Kayla could only nod.
He stared at her for a moment, then gestured the way he'd come. 'Found a working escape pod. Might give us enough thrust to get out.'
Together they flung themselves through the collapsing armada. All around them was the wreckage of ships and followers of chaos, tearing themselves apart in the struggle to escape the coming doom. Bullets and bodies were strewn in their path, but all were too focussed on their own survival to give too much thought to stopping two tiny figures in all that mayhem. Barely noticed, crawling and floating through the destruction they had wrought.
'What about Amon?' said Kayla, memories of before coming back to her in fragments.
'Shoved his head in his missile launcher and pulled the trigger,' said Makhos.
'Did that work?' she asked. She remembered what he'd said about Ophiel, how a bullet lodged in his skull might not spell death.

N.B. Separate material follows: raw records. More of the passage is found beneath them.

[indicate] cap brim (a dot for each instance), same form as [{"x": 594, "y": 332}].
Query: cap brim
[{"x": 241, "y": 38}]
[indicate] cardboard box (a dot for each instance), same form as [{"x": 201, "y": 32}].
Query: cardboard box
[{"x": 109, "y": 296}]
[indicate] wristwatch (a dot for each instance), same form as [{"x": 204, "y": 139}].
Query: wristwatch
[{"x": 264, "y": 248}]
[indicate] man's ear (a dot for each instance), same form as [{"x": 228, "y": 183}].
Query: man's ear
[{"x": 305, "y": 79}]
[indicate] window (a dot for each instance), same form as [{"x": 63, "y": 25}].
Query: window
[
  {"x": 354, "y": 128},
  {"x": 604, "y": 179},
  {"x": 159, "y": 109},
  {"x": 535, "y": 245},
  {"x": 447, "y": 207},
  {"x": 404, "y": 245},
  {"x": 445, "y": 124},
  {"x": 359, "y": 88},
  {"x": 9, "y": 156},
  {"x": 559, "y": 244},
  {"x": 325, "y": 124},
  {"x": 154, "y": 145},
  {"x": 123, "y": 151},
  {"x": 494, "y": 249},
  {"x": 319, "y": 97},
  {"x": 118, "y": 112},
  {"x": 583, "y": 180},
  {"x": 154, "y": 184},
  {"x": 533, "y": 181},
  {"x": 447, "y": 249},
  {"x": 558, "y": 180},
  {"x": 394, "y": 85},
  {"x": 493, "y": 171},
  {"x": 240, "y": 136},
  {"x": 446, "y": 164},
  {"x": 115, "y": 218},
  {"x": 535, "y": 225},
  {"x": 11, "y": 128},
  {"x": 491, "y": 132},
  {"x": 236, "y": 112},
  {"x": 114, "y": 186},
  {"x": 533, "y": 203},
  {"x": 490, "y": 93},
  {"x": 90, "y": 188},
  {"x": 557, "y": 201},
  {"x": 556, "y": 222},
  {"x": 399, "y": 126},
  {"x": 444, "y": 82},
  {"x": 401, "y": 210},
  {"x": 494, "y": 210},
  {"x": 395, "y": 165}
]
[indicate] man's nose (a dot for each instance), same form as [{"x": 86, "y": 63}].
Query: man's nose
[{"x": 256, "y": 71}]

'Seemed to.' He thunked into the side of the escape pod and opened the hatch, letting Kayla go in first. She guided her trajectory and managed to flail her way inside, hitting the far wall of the tiny craft and blacking out for a second. When she opened her eyes, the demon's face appeared every time she blinked. Makhos was in, had the hatch closed, and was powering up the pod. She felt rather than heard Makhos calling Captain Karanda and the Rithmere to be ready to pick them up, the danger greatly lessened now that the armada was collapsing. The comms were bad, crackling and crowded with screaming heretics.
'—to get out?' came the captain's voice.
The pod shuddered and what limited engines there were screeched with the strain they were under. Kayla felt herself losing consciousness. Somewhere, she was sure, Slaanesh saw the destruction and smiled.